Spurr v. Benedict

99 Mass. 463 | Mass. | 1868

Foster, J.

There can be no doubt of the full equity jurisdiction of this court to set aside a conveyance of land, on the ground of mistake, where the vendor has undertaken to sell something which he did not own, and the estate embraced in the deed, although owned by him, is not that which the vendee intended to buy and supposed that he was obtaining by the conveyance. In such a case the equity for a rescission of the transaction does not depend upon any intentional fraud on the part of the grantor; and it is by no means limited to cases in which an action for deceit would lie at common law. Mistake is a head of equity jurisdiction distinct from fraud. Relief is granted on the ground that it would be uneonscientious to oblige a man, who has not been himself negligent or in fault, to adhere to his bargain, and to retain property which he was induced to purchase by a misapprehension as to a material and essential circumstance, which he was led into by the conduct of the other party.

In the present instance, the defendant not only made exaggerated statements as to the value and quality of the land he proposed to sell, but he pointed out- to the plaintiff’s agent some land which he did not own, as embraced in the bargain, and one boundary which was at a considerable distance from the premises which he actually owned and conveyed by his deed. The land pointed out to the plaintiff’s agent was of a better quality than that conveyed, would cut more wood, and corresponded *467with the description which the defendant had given to the plaintiff himself.
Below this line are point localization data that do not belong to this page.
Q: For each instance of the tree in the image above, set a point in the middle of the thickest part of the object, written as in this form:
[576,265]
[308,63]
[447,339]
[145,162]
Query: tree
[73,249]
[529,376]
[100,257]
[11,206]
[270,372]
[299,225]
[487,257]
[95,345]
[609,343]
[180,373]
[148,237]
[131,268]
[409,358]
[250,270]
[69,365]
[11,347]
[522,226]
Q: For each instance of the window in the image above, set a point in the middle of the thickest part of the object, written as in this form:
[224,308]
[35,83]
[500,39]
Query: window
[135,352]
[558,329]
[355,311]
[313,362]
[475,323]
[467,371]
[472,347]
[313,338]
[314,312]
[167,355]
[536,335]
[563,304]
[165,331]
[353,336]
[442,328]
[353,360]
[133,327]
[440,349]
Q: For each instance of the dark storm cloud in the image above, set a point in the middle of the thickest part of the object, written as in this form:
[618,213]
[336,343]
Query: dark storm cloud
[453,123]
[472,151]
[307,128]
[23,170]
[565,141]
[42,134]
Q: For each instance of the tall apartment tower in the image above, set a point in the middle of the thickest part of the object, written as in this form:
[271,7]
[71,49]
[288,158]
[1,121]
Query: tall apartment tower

All this appears to have been done innocently. Neither the purchaser, nor his agent, seems to have been negligent. They naturally relied on the vendor to point out the boundaries of his estate, and there was nothing in the deed to indicate that the land shown and conveyed was not the same. The defendant was himself mistaken as to what he owned, and consequently misled the plaintiff; and under the influence of this mutual error the transaction was consummated. But the prejudicial consequences to the purchaser are the same as if the conduct of the vendor had been designedly fraudulent. He has obtained, not what he expected to have, but something else which he did not intend to buy and would not have bought if be had known the truth. Of this we are satisfied, upon the report of the master; and it amounts to a case for equitable relief.

Nor is the fact that only a quitclaim deed was given any bar to the plaintiff's equity; because the mistake does not relate to the title obtained, but to the very subject matter of the contract. One parcel was bargained for and supposed by both parties to be embraced in the deed; another and different one was actually conveyed. The absence of covenants of title and warranty can make no difference; as their insertion would have afforded no protection against a mistake of this description. For a citation of the authorities, and discussion of this question, see Earle v. De Witt, 6 Allen, 520. The plaintiff has already executed and tendered a reconveyance of the estate, and is entitled to a

Decree perpetually enjoining the defendant against prosecuting the action at law pending upon the note given for the pur chase money.